Monday, August 31, 2015

A week with SSE

TopCoder SRM 666 happened very early on Wednesday (problems, results, top 5 on the left). Zxqfl won this round despite tough competition that included two coders with "target" rating yeputons and Endagorion - congratulations!

The easy problem in this round was a nice graph theory exercise. You're given a tree and one vertex of the tree is selected. What's the maximum number of different vertices a walk of length L starting from the given vertex can visit?

Codeforces Round 318 ("RussianCodeCup Thanks-Round") took place on Saturday (problems, results, top 5 on the left).
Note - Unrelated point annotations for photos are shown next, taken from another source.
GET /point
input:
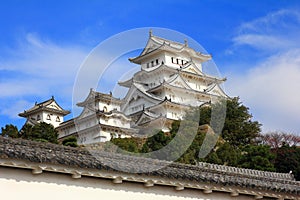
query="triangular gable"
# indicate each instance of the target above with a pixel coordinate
(86, 112)
(178, 81)
(150, 46)
(144, 118)
(216, 90)
(90, 98)
(135, 93)
(54, 105)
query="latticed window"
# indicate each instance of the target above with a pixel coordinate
(48, 117)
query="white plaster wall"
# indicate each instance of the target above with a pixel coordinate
(109, 107)
(18, 184)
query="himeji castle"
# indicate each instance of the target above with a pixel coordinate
(169, 82)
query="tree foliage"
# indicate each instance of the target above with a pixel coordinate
(10, 131)
(288, 160)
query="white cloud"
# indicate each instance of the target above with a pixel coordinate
(271, 87)
(37, 68)
(18, 106)
(276, 31)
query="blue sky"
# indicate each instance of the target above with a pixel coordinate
(255, 44)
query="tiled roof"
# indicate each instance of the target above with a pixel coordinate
(37, 152)
(43, 105)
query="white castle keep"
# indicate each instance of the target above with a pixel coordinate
(169, 82)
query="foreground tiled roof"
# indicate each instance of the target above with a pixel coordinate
(46, 153)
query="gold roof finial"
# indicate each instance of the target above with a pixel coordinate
(185, 42)
(150, 32)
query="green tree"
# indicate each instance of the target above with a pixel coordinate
(40, 132)
(70, 141)
(238, 129)
(10, 131)
(288, 159)
(257, 157)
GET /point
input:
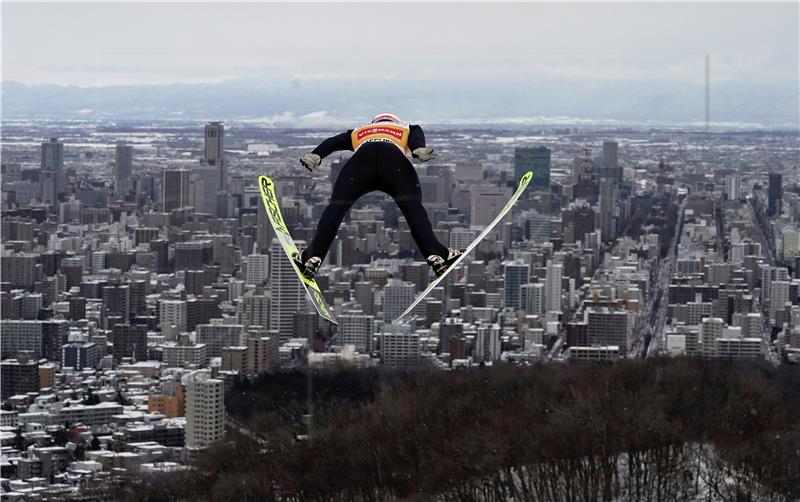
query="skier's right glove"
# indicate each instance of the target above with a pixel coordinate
(424, 154)
(311, 161)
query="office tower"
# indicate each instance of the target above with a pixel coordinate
(487, 343)
(536, 159)
(356, 329)
(254, 309)
(234, 359)
(400, 348)
(364, 295)
(216, 336)
(607, 204)
(80, 356)
(610, 168)
(262, 353)
(555, 272)
(129, 340)
(288, 296)
(184, 354)
(19, 270)
(77, 308)
(123, 166)
(516, 274)
(117, 301)
(532, 298)
(538, 226)
(487, 202)
(205, 409)
(791, 244)
(607, 327)
(774, 194)
(203, 181)
(215, 151)
(193, 255)
(397, 296)
(52, 170)
(175, 189)
(710, 329)
(20, 336)
(417, 273)
(733, 187)
(173, 313)
(257, 266)
(19, 376)
(778, 297)
(576, 222)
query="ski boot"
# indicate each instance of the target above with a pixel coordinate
(309, 268)
(440, 265)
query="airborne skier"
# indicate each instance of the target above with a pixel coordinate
(379, 163)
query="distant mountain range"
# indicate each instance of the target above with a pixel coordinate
(327, 102)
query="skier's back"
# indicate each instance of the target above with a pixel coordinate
(379, 163)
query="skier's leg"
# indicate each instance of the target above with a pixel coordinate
(399, 179)
(352, 183)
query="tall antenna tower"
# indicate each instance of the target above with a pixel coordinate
(708, 89)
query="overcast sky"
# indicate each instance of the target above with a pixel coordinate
(92, 44)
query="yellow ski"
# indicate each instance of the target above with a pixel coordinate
(273, 209)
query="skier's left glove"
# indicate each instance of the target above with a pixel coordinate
(424, 154)
(311, 161)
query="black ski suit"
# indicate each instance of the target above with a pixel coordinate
(378, 166)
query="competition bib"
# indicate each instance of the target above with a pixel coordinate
(389, 132)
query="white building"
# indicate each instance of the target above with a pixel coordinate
(205, 409)
(555, 273)
(257, 266)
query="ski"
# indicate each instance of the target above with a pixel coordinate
(273, 209)
(523, 183)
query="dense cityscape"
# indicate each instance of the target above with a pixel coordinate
(141, 281)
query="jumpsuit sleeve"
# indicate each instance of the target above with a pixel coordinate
(416, 138)
(341, 141)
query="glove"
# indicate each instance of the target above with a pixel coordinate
(311, 161)
(424, 154)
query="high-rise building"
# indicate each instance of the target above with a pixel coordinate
(205, 409)
(52, 173)
(610, 168)
(173, 313)
(19, 377)
(218, 335)
(214, 153)
(262, 353)
(710, 329)
(607, 327)
(175, 189)
(257, 266)
(516, 274)
(576, 222)
(400, 348)
(536, 159)
(288, 296)
(555, 273)
(487, 202)
(123, 166)
(356, 329)
(733, 187)
(203, 182)
(774, 194)
(397, 296)
(532, 298)
(129, 340)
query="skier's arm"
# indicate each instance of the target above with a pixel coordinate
(416, 143)
(341, 141)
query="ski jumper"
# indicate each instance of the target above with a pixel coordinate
(379, 163)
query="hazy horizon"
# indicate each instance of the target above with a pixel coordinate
(641, 63)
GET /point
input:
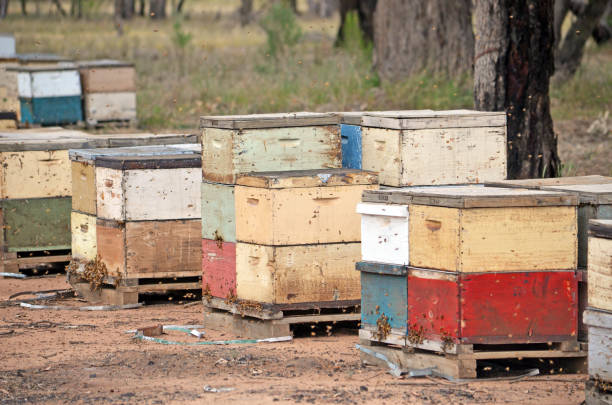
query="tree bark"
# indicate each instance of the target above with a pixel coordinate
(157, 9)
(411, 36)
(512, 69)
(570, 54)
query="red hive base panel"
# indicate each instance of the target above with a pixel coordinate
(493, 308)
(218, 268)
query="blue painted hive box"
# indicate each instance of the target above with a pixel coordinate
(49, 95)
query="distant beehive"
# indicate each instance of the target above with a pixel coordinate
(414, 148)
(109, 91)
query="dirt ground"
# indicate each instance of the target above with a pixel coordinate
(59, 356)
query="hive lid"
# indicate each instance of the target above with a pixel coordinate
(297, 119)
(172, 161)
(50, 138)
(472, 196)
(103, 63)
(90, 155)
(428, 119)
(307, 178)
(601, 228)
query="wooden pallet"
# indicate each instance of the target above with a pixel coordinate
(259, 321)
(469, 359)
(115, 291)
(595, 394)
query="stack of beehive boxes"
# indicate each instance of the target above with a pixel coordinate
(254, 143)
(485, 266)
(109, 91)
(598, 317)
(595, 199)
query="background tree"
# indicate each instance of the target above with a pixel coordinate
(512, 70)
(411, 36)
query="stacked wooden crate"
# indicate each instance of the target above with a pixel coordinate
(35, 195)
(461, 269)
(109, 91)
(49, 95)
(136, 221)
(409, 148)
(595, 202)
(598, 316)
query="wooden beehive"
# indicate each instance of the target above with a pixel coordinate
(49, 95)
(298, 235)
(433, 148)
(487, 229)
(109, 90)
(268, 142)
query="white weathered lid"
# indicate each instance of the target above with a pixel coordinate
(428, 119)
(297, 119)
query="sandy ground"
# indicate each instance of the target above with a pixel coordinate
(56, 356)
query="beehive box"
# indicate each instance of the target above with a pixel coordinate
(49, 95)
(109, 90)
(487, 229)
(268, 142)
(440, 309)
(84, 195)
(433, 148)
(298, 235)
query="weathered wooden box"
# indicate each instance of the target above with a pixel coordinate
(300, 207)
(487, 229)
(268, 142)
(49, 95)
(134, 188)
(600, 344)
(431, 148)
(449, 308)
(600, 265)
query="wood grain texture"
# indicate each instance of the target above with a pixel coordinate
(218, 212)
(218, 268)
(110, 106)
(299, 215)
(384, 233)
(35, 174)
(226, 153)
(163, 247)
(83, 187)
(600, 273)
(294, 274)
(84, 239)
(36, 224)
(108, 79)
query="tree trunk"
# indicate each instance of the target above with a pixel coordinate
(411, 36)
(512, 69)
(157, 8)
(569, 55)
(245, 11)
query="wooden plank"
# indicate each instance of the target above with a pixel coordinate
(218, 212)
(36, 224)
(384, 233)
(108, 79)
(515, 239)
(226, 153)
(600, 273)
(83, 187)
(110, 106)
(294, 274)
(307, 178)
(163, 247)
(298, 216)
(35, 174)
(84, 239)
(258, 121)
(218, 268)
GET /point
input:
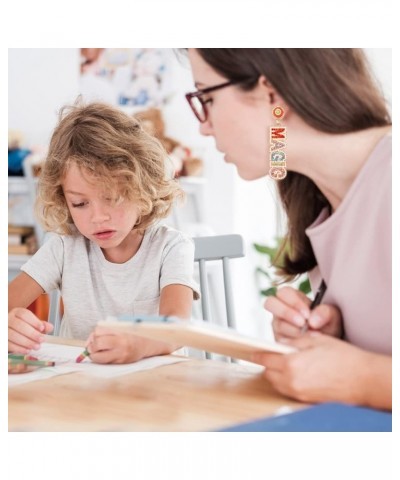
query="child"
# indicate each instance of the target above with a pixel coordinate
(102, 189)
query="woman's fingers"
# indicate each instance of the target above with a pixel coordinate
(283, 311)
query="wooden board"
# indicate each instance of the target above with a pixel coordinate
(202, 336)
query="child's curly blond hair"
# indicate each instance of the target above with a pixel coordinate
(117, 154)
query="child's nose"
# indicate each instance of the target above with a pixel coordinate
(99, 214)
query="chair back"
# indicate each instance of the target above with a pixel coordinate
(222, 248)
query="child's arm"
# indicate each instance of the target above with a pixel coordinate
(106, 346)
(25, 330)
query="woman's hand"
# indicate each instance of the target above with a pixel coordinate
(328, 369)
(25, 331)
(291, 310)
(108, 346)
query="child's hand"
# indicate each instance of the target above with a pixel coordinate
(25, 331)
(106, 346)
(291, 309)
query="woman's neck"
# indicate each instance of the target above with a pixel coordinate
(332, 161)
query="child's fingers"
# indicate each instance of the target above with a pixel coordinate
(101, 342)
(284, 311)
(48, 327)
(18, 341)
(25, 323)
(28, 317)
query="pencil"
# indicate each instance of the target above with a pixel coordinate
(317, 300)
(82, 356)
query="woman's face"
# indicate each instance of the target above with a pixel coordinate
(238, 120)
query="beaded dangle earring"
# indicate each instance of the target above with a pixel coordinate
(277, 136)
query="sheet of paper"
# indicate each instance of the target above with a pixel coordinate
(65, 355)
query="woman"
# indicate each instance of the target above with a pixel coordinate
(335, 186)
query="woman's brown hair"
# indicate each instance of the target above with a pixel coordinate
(332, 90)
(114, 151)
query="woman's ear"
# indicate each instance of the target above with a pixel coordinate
(271, 93)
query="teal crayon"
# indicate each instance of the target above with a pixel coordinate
(14, 356)
(33, 363)
(82, 356)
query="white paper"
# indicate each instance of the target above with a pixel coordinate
(65, 355)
Marcin_smu has claimed the first place thanks to a solution to problem E that managed to pass the system tests - congratulations! In the post-match discussion it turned out that both passing solutions for problem E were not intended to pass: Marcin's solution gave a wrong answer on some inputs, and the only other passing solution from logicmachine relied on SIMD CPU instructions to speed up a O(n^2) solution, while the intended complexity was O(n*sqrt(n)).

While both issues could probably be avoided by investing more effort into the round preparation, I think they actually highlight one of the main good aspects of competitive algorithmic programming: it's extremely objective. Every solution is judged against the same testcases, under the same time and memory limits, and completely automatically.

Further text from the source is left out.